Seven on Seven Teams: Emily Roysdon and Kellan Elliott-McCrea

(0)

Emily Roysdon, Story of History (2009)

Continuing our announcing the pairings of artists and technologists for Seven on Seven: Emily Roysdon & Kellan Elliott-McCrea are teaming up. The artist and the technologist both explore a broad range of ideas in their work, from activism to collaborative works...

Emily Roysdon (1977) is a New York and Stockholm based artist and writer. Her working method is interdisciplinary and recent projects take the form of performance, photographic installations, print making, text, video, curating and collaborating. Roysdon recently developed the concept "ecstatic resistance" to talk about the impossible and imaginary in politics. The concept debuted with simultaneous shows at Grand Arts in Kansas City, and X Initiative in New York. She is editor and co-founder of the queer feminist journal and artist collective, LTTR. She is a contributing member with the band MEN. Roysdon completed the Whitney Museum Independent Study Program in 2001 and an Interdisciplinary MFA at UCLA in 2006. Roysdon has received grants from Art Matters (2008), Franklin Furnace (2009) and the Rhema Hort Mann Foundation (2010). For six months in 2008 she was a resident at the International Artists Studio Program in Sweden (IASPIS). Roysdon's work has been shown at the 2010 Whitney Biennial, Greater NY at MoMA/PS1, Manifesta 8, Bucharest Biennial 4, Participant, Inc. (NY); Museo Tamayo (Mexico City); New Museum (NY); and Power Plant (Toronto). Recent solo shows include new commissions from Art in General (NY), Konsthall C (Stockholm) and a Matrix commission from the Berkeley Art Museum. Her videos have been screened widely, most recently at the Berlinale; and the Images Festival (Toronto). Her writings have been published in numerous books and magazines, including the Journal of Aesthetics and Protest, Zehar, C Magazine, and Women & Performance: a Journal of Feminist Theory.

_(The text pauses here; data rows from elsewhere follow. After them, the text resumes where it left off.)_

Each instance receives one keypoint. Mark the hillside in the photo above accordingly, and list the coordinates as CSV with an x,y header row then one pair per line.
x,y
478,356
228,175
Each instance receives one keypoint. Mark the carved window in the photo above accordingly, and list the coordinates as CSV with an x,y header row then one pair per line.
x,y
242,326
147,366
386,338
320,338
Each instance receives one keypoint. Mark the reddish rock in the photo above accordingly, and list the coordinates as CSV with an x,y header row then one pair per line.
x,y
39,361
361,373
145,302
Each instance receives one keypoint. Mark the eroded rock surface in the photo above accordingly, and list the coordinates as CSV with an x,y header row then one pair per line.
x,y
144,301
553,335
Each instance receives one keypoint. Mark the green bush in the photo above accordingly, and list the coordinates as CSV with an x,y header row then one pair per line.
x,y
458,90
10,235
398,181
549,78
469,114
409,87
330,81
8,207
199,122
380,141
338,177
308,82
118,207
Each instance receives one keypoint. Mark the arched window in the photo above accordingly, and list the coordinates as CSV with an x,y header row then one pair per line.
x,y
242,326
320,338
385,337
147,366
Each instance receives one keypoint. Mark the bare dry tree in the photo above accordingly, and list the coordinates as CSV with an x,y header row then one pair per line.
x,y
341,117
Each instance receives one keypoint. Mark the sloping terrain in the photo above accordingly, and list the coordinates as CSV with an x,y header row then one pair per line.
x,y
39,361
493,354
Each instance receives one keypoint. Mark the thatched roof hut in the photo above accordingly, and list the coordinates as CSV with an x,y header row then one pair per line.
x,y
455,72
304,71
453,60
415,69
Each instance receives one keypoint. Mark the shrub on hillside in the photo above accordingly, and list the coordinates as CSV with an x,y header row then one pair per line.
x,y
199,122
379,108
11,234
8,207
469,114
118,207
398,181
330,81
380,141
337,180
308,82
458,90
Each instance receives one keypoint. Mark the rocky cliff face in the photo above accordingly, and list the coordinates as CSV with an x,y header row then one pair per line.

Kellan Elliott-McCrea is the VP of Engineering at Etsy.com. Previously he was the architect at Flickr.com.  He's obsessed with projects and products that allow people to collaborate in new ways, that create more value then they capture, and that are self sustaining without reference to broken advertising models and mass consumption of late stage corporate capitalism.   He speaks frequently on topics ranging from scaling technical and social systems, open standards, privacy, and data.  Other projects include co-authoring the OAuth 1.0 authentication standard, and helping launch Indymedia.org.